Non seulement belle-maman, s’est extasiée sur la beauté du décor mais j’ai pu voir un nombre impressionnant d’auteurs policiers au m2 venus signer leurs bouquins. En arrivant j’ai repéré Hannelore Cayre, avocate et écrivain dont j’ai lu et aimé Toiles de maîtres, Commis d’office ou Ground Zero et que j’ai trouvé beaucoup plus jolie en vrai qu’en photo (désolée aucun cliché n’accompagne ce mini-reportage, George Sand fait cela beaucoup mieux que moi…je suis trop timide pour dégainer mon appareil vu qu’il n’y avait pas une foule immense).

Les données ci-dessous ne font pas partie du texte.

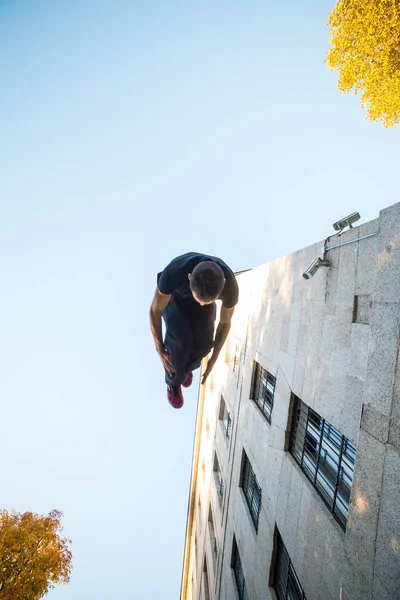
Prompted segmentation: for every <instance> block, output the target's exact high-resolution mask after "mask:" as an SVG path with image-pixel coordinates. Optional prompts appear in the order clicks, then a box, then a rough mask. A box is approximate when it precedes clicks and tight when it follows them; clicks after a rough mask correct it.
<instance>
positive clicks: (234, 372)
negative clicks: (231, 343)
mask: <svg viewBox="0 0 400 600" xmlns="http://www.w3.org/2000/svg"><path fill="white" fill-rule="evenodd" d="M239 357H240V348H239V346H236V348H235V356H234V359H233V367H232V371H233V373H236V371H237V370H238V369H239Z"/></svg>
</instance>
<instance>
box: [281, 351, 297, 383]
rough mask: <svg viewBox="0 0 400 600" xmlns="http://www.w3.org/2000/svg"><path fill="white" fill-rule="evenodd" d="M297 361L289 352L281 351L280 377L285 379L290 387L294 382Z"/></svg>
mask: <svg viewBox="0 0 400 600" xmlns="http://www.w3.org/2000/svg"><path fill="white" fill-rule="evenodd" d="M294 364H295V359H294V357H293V356H291V355H290V354H288V353H287V352H283V351H281V352H280V353H279V357H278V377H281V376H282V377H284V379H285V381H286V382H287V384H288V385H289V386H291V385H292V382H293V374H294Z"/></svg>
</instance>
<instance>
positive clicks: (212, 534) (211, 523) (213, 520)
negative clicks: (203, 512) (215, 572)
mask: <svg viewBox="0 0 400 600" xmlns="http://www.w3.org/2000/svg"><path fill="white" fill-rule="evenodd" d="M208 534H209V536H210V545H211V550H212V557H213V563H214V571H215V569H216V566H217V557H218V543H217V538H216V537H215V530H214V520H213V515H212V510H211V506H210V508H209V510H208Z"/></svg>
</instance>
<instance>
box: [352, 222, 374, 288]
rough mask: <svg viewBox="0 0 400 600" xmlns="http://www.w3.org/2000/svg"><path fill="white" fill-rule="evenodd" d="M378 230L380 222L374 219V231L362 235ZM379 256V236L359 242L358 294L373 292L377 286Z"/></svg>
mask: <svg viewBox="0 0 400 600" xmlns="http://www.w3.org/2000/svg"><path fill="white" fill-rule="evenodd" d="M374 231H378V222H377V221H374V225H373V227H372V231H366V233H363V232H360V237H361V236H362V235H368V234H369V233H373V232H374ZM377 258H378V237H377V236H373V237H370V238H367V239H364V240H360V241H359V242H358V256H357V268H356V284H355V288H354V293H355V294H357V295H364V294H371V293H372V291H373V289H374V287H375V278H376V264H377Z"/></svg>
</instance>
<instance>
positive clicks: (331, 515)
mask: <svg viewBox="0 0 400 600" xmlns="http://www.w3.org/2000/svg"><path fill="white" fill-rule="evenodd" d="M321 246H322V243H321V242H319V243H317V244H315V245H313V246H310V247H308V248H305V249H303V250H300V251H299V252H296V253H294V254H291V255H288V256H285V257H283V258H280V259H278V260H275V261H273V262H270V263H268V264H265V265H262V266H260V267H258V268H255V269H251V270H249V271H246V272H243V273H241V274H239V275H238V281H239V286H240V302H239V305H238V306H237V309H236V311H235V314H234V319H233V323H232V328H231V332H230V335H229V339H228V341H227V343H226V351H225V352H224V351H223V352H221V355H220V357H219V360H218V362H217V364H216V365H215V367H214V370H213V373H212V375H211V376H210V377H209V379H208V381H207V384H206V386H204V387H203V388H201V389H200V393H199V401H198V412H197V424H196V432H195V441H194V451H193V465H192V477H191V484H190V495H189V508H188V520H187V529H186V541H185V551H184V563H183V574H182V586H181V600H214V599H220V600H236V599H239V600H246V599H247V600H267V599H268V600H269V599H274V600H276V599H277V598H278V599H279V600H280V599H282V598H290V599H291V600H297V599H305V598H307V600H319V599H321V600H361V599H362V600H367V599H374V600H396V599H400V454H399V448H400V363H399V360H398V356H399V323H400V304H399V302H400V203H398V204H395V205H393V206H391V207H389V208H387V209H385V210H382V211H381V212H380V215H379V218H378V219H376V220H374V221H371V222H369V223H366V224H363V225H361V226H359V227H354V228H350V229H347V230H346V231H344V232H343V233H342V234H341V235H339V236H337V237H333V238H332V239H330V240H329V241H328V243H327V247H328V251H327V254H326V259H328V261H329V263H330V266H329V267H328V266H321V267H320V268H319V269H318V271H317V272H316V274H315V275H314V277H312V278H311V279H309V280H305V279H304V278H303V277H302V273H303V272H304V270H305V268H306V267H307V265H309V264H310V262H311V261H312V260H313V259H314V257H315V256H317V255H319V254H320V253H321Z"/></svg>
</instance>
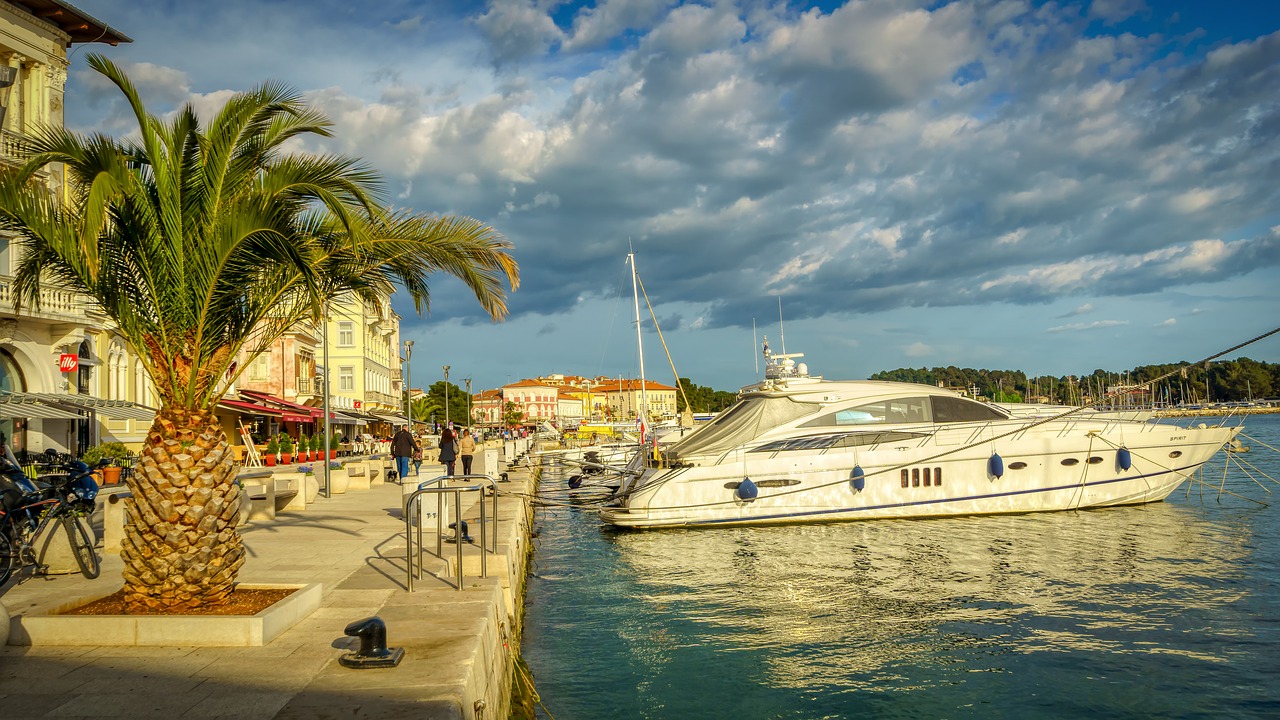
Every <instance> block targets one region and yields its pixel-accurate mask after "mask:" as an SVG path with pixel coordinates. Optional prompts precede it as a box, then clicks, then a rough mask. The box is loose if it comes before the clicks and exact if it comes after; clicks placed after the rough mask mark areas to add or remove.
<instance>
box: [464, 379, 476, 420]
mask: <svg viewBox="0 0 1280 720" xmlns="http://www.w3.org/2000/svg"><path fill="white" fill-rule="evenodd" d="M465 382H466V383H467V427H468V428H470V427H471V424H472V423H475V418H472V416H471V378H467V379H466V380H465Z"/></svg>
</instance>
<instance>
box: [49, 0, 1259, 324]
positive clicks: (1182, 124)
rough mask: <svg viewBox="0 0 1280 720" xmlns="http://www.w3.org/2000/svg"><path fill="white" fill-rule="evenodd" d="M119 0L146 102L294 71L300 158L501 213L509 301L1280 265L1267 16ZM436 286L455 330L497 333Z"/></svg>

En face d’elle quasiment, était assis le charmant Ian Levison dont je vous conseille Tribulations d’un jeune précaire (sorte d’autobiographie très drôle dans lequel il raconte tous ses petits boulots les plus merdiques les uns que les autres). Comme mon amoureux avait beaucoup aimé son roman policier, Un petit boulot, je lui ai demandé une dédicace de son dernier livre, trois hommes deux chiens et une langouste, et lui ai glissé quelques mots en anglais. Vraiment charmant….

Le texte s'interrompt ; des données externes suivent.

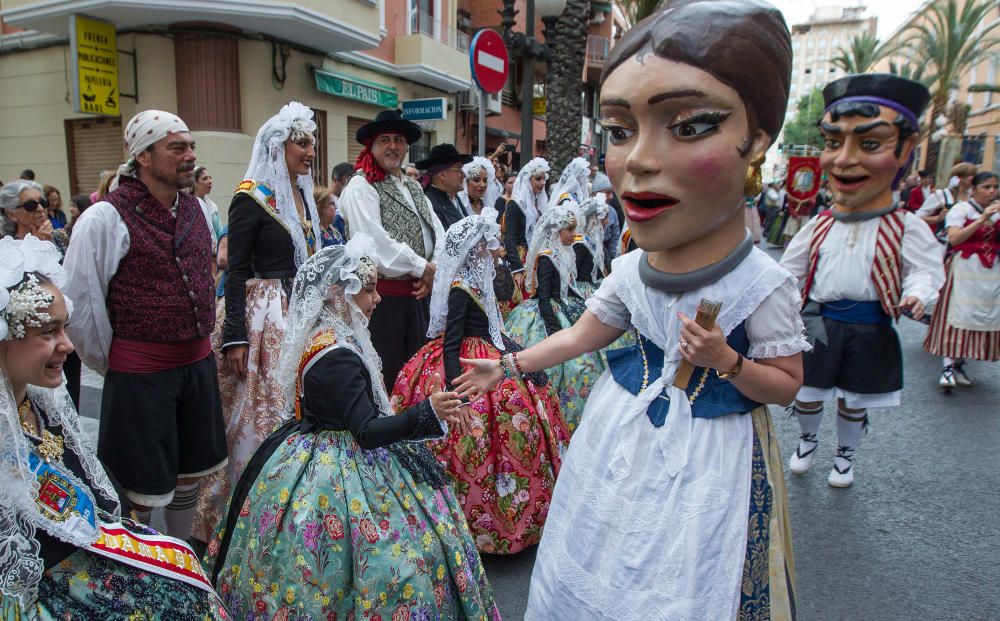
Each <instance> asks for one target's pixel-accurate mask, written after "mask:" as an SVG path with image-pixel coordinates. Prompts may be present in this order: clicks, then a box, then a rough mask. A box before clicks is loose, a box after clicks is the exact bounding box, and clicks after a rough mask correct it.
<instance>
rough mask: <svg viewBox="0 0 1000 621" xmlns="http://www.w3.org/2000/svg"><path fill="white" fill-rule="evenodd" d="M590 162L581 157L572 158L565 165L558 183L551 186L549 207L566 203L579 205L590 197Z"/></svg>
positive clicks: (549, 200) (554, 206)
mask: <svg viewBox="0 0 1000 621" xmlns="http://www.w3.org/2000/svg"><path fill="white" fill-rule="evenodd" d="M589 186H590V162H588V161H587V159H586V158H583V157H574V158H573V159H572V160H570V162H569V164H566V168H564V169H563V171H562V174H560V175H559V181H556V183H555V185H553V186H552V192H551V193H550V194H549V207H555V206H556V205H562V204H563V203H565V202H566V201H573V202H574V203H576V204H578V205H579V204H581V203H582V202H583V200H584V199H585V198H587V197H588V196H590V187H589Z"/></svg>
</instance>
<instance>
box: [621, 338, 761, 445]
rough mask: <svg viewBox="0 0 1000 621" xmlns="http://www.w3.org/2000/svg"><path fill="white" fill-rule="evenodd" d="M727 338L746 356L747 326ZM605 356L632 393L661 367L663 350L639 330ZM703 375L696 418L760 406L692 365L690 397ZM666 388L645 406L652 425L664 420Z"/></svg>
mask: <svg viewBox="0 0 1000 621" xmlns="http://www.w3.org/2000/svg"><path fill="white" fill-rule="evenodd" d="M726 342H727V343H728V344H729V346H730V347H732V348H733V349H735V350H736V351H737V352H739V353H740V354H742V355H744V356H746V354H747V352H748V351H749V350H750V339H749V338H748V337H747V332H746V327H745V326H744V325H743V324H740V325H738V326H737V327H736V328H735V329H733V331H732V332H731V333H730V335H729V337H728V338H727V339H726ZM644 353H645V365H644V364H643V354H644ZM606 356H607V359H608V369H609V370H610V371H611V376H612V377H614V379H615V382H617V383H618V385H619V386H621V387H622V388H624V389H625V390H627V391H629V392H630V393H631V394H633V395H638V394H639V393H640V392H641V391H642V384H643V377H644V376H645V377H646V378H647V381H648V382H652V381H653V380H655V379H656V378H657V377H659V376H660V373H661V372H662V370H663V350H662V349H660V348H659V347H658V346H657V345H656V344H655V343H653V342H652V341H650V340H649V339H647V338H646V337H645V336H643V335H642V334H639V338H638V342H637V343H636V344H635V345H633V346H631V347H626V348H624V349H616V350H611V351H609V352H606ZM702 377H704V378H705V382H704V384H703V385H702V387H701V390H700V391H699V392H698V395H697V397H695V399H694V401H693V402H692V403H691V415H692V416H694V417H695V418H717V417H719V416H724V415H726V414H746V413H747V412H749V411H751V410H753V409H754V408H756V407H759V406H760V405H762V404H760V403H757V402H756V401H754V400H752V399H750V398H748V397H746V396H744V395H743V394H742V393H741V392H740V391H739V390H737V389H736V387H734V386H733V385H732V383H730V382H728V381H726V380H724V379H719V377H718V375H717V374H716V373H715V372H714V371H712V370H708V373H707V375H706V370H705V368H704V367H695V370H694V373H693V374H692V375H691V382H690V383H689V384H688V387H687V390H686V391H685V392H686V393H687V395H688V398H689V399H690V398H691V397H692V396H693V395H694V393H695V391H696V390H697V389H698V386H699V384H701V380H702ZM667 395H668V393H667V391H666V390H664V391H663V393H662V394H660V395H659V396H658V397H657V398H656V399H655V400H654V401H653V403H651V404H650V406H649V408H648V409H647V410H646V416H648V417H649V421H650V422H651V423H653V426H654V427H661V426H663V423H664V422H666V420H667V412H668V411H669V410H670V398H669V397H668V396H667Z"/></svg>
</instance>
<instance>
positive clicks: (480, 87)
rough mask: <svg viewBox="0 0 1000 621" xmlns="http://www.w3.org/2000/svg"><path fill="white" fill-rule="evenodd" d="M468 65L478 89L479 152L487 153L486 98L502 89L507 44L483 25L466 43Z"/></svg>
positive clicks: (507, 55)
mask: <svg viewBox="0 0 1000 621" xmlns="http://www.w3.org/2000/svg"><path fill="white" fill-rule="evenodd" d="M469 68H470V69H471V70H472V79H473V80H474V81H475V82H476V88H477V90H478V91H479V149H478V151H479V155H481V156H484V157H485V156H486V97H487V94H492V95H495V94H497V93H499V92H500V91H502V90H503V85H504V83H506V82H507V71H508V70H509V68H510V56H509V55H508V54H507V46H506V44H504V42H503V38H501V37H500V35H499V34H497V33H496V32H495V31H493V30H490V29H488V28H484V29H483V30H480V31H479V32H477V33H476V36H475V37H473V38H472V45H470V46H469Z"/></svg>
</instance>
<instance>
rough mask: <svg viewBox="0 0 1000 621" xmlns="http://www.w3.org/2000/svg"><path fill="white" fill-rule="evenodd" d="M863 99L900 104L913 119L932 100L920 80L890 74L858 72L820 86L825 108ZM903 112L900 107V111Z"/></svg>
mask: <svg viewBox="0 0 1000 621" xmlns="http://www.w3.org/2000/svg"><path fill="white" fill-rule="evenodd" d="M854 97H858V98H866V99H869V100H870V101H871V103H879V100H882V101H884V102H886V103H885V104H884V105H890V104H895V106H893V107H897V106H899V107H902V108H904V109H906V110H908V111H909V112H910V114H912V115H913V116H914V117H915V118H916V119H920V115H922V114H923V113H924V110H926V109H927V104H928V103H929V102H930V100H931V94H930V91H928V90H927V87H926V86H924V85H923V84H921V83H919V82H914V81H913V80H907V79H906V78H901V77H899V76H898V75H892V74H890V73H858V74H855V75H848V76H844V77H842V78H840V79H839V80H834V81H833V82H830V83H829V84H827V85H826V88H824V89H823V101H824V103H825V104H826V107H827V108H829V107H830V106H831V105H833V104H835V103H837V102H838V101H840V100H842V99H847V98H854ZM900 111H901V112H902V110H900Z"/></svg>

Nous nous sommes ensuite balladés entre les différents stands, servant de guide à belle-maman qui, bien que grande lectrice, lit peu de policiers. C’était assez étrange de mettre un visage sur un auteur avec lequel on a passé quelques heures ou plus. Je sais maintenant à quoi ressemble William Bayer, Lawrence Block (dont j’avais beaucoup aimé Lendemains de terreur), Caryl Ferey (dont je vous avais parlé dans le cadre du prix Elle pour son roman Zulu), Marcus Malte (qui a reçu le prix Elle l’an passé pour le très bon Garden of love) ou encore Stéphane Michaka (qui faisait aussi partie de la sélection Elle pour son livre La fille du Carnégie).

Le plus connu du grand public était peut-être à ce moment-là Jean-Christophe Grangé qui posait son blouson sur sa chaise quand nous sommes passés devant lui et qui créait déjà un mini-attroupement. Aujourd’hui était attendu Douglas Kennedy (le livre vraiment policier écrit par lui est sans doute Cul de sac)

J’ai même eu droit au regard appuyé et charmeur de Carlos Salem …j’ai appris par la suite dans un petit texte qu’il avait écrit pour le festival qu’il adorait courir après les femmes….

Pour les lyonnais et les lyonnaises, vous avez encore jusqu’à ce soir pour découvrir le polar à travers le cinéma, la littérature, la jeunesse ou la bande dessinée !

Et vous, lisez-vous des thrillers, des romans policiers? quel est votre auteur préféré dans ce domaine?